31 May 2016

Section 106 agreements

Recent changes to planning obligations (England)

The House of Commons Library has published a briefing paper looking at recent changes to planning obligations, the appeals process surrounding them and how planning obligations interact with the Community Infrastructure Levy. The brief looks at England only:  http://bit.ly/1OMOdMy  

Planning obligations, sometimes known as section 106 agreements, are legally enforceable obligations entered into under section 106 of the  Town and Country Planning Act 1990  (as amended). They are agreements made between a developer and the Local Planning Authority (LPA) designed to meet the concerns an LPA may have about meeting the cost of providing new infrastructure for an area.

 

In order for planning obligations to be used, they must meet three legal tests set out in part 11 of the  Community Infrastructure Levy Regulations 2010 . A planning obligation may only constitute a reason for granting planning permission if it is necessary to make the development acceptable in planning terms; directly related to the development; and fairly and reasonably related in scale and kind to the development.
 
In 2014 the then Government’s Planning Practice Guidance was amended to exempt developments of 10 units or fewer and developments with less than 1,000 square metres of floor space from the requirement to contribute towards affordable housing.

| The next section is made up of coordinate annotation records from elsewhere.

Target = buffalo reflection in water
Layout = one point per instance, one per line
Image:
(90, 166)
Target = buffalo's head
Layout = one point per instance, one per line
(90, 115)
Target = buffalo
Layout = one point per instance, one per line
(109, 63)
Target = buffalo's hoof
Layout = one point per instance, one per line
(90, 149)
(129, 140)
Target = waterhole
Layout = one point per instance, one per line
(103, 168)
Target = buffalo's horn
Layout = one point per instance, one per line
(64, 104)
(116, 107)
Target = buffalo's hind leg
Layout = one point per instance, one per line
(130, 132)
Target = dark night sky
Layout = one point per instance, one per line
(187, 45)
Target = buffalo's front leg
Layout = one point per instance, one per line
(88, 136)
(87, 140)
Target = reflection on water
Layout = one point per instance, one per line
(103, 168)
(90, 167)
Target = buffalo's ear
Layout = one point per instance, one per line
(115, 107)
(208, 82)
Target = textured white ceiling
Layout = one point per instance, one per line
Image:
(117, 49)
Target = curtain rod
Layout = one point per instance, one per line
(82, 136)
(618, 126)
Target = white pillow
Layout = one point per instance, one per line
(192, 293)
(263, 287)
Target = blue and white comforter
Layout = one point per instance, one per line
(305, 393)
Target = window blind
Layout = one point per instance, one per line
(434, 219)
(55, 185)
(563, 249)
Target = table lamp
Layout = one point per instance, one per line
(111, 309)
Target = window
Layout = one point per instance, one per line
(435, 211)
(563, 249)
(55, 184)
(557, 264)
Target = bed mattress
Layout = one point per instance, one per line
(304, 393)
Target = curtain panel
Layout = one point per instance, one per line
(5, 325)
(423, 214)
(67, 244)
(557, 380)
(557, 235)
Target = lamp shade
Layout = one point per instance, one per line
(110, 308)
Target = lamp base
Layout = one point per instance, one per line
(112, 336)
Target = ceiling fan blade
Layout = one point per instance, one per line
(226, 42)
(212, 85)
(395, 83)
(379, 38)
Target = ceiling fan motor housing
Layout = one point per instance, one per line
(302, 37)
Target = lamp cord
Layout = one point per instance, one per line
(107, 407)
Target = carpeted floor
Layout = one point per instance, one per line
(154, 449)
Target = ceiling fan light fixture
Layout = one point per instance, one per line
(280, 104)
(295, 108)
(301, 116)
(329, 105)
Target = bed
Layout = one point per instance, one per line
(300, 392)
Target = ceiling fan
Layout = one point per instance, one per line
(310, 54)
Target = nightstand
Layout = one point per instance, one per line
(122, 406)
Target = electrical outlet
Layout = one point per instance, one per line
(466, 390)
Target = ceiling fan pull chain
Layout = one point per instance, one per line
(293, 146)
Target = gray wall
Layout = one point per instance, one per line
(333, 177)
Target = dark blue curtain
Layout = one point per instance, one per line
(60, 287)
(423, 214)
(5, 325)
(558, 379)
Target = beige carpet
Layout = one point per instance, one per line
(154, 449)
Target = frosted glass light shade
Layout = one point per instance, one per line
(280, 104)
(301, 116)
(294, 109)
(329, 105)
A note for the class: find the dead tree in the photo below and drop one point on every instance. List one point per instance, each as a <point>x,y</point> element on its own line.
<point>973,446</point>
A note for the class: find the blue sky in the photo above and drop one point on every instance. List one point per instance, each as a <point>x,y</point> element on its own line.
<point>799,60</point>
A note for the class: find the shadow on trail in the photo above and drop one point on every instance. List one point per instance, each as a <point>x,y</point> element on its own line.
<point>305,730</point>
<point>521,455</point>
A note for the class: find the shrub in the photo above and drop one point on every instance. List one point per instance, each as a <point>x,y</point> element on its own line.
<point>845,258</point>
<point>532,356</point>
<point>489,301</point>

The Government argued these changes would help increase housing supply. However, some local councils objected to the loss of income these exemptions would bring. In August 2015 the Government revoked this policy following a judicial review brought by West Berkshire District Council and Reading Borough Council after it was judged to be “incompatible” with the statutory planning framework. The Government appealed this judgement and, in May 2016, won its appeal. The Government has now reintroduced this policy in its amended  planning practice guidance , from 19 May 2016.
 
The former Coalition Government made changes to how planning obligations interact with the Community Infrastructure Levy (CIL). LPAs must not double charge developers for the same infrastructure projects, and since April 2015 LPAs can no longer pool more than five planning obligations if they were entered into since April 2010, and if it is for infrastructure capable of being funded by the CIL.
 
In the HM Treasury’s July 2015 Productivity Plan,  Fixing the foundations: Creating a more prosperous nation , the Government announced its intention to introduce a dispute resolution mechanism for section 106 agreements,  in order to 'speed up negotiations and allow housing starts to proceed more quickly.' The Housing and Planning Act 2016, once in force, will provide for a dispute resolution process designed to speed up section 106 negotiations.